Dios del cielo y de la tierra, Dios de los Ángeles, Dios de lo Arcángeles, Dios de los Patriarcas, Dios de los Profetas, Dios de los Apóstoles, Dios de los Mártires, Dios de los Confesores, Dios de las Vírgenes, Dios que tienes el poder de dar la vida después de la muerte, el descanso después del trabajo, porque no hay otro Dios delante de Ti, ni puede haber otro sino Tú mismo, Creador de todas las cosas visibles e invisibles, cuyo Reino no tendrá fin; humildemente suplicamos a la Majestad de tu Gloria se digne librarnos eficazmente y guardarnos sanos de todo poder, lazo, mentira y maldad de los espíritus infernales. Por Cristo Señor nuestro. Amén. De las asechanzas del demonio, líbranos Señor. Que te dignes conceder a tu Iglesia la seguridad y la libertad necesarias para tu servicio, te rogamos, óyenos. Que te dignes humillar a los enemigos de la Santa Iglesia, te rogamos, escúchanos[3].
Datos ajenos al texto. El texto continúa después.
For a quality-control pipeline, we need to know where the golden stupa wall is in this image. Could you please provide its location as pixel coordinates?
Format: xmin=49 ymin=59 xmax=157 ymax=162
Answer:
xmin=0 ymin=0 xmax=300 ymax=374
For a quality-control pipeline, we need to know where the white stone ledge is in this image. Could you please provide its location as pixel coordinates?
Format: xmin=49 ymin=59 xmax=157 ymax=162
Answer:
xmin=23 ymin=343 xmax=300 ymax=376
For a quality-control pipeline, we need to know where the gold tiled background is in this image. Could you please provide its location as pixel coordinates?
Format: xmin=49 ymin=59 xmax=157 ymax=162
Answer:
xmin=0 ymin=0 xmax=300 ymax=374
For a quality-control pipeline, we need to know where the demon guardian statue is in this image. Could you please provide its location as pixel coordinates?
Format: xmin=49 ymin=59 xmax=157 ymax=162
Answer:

† LUCAS GUILLERMO CASTILLO
Arzobispo Coadjutor.
Caracas, 1943.
[1] Los que no son sacerdotes suprimirán esta frase en paréntesis.
[2] Cada vez que se encuentre la Señal de la Cruz (), esta debe hacerse sobre el lugar donde se reza el Exorcismo.
[3] Se rocía con agua bendita el lugar donde se recita el Exorcismo.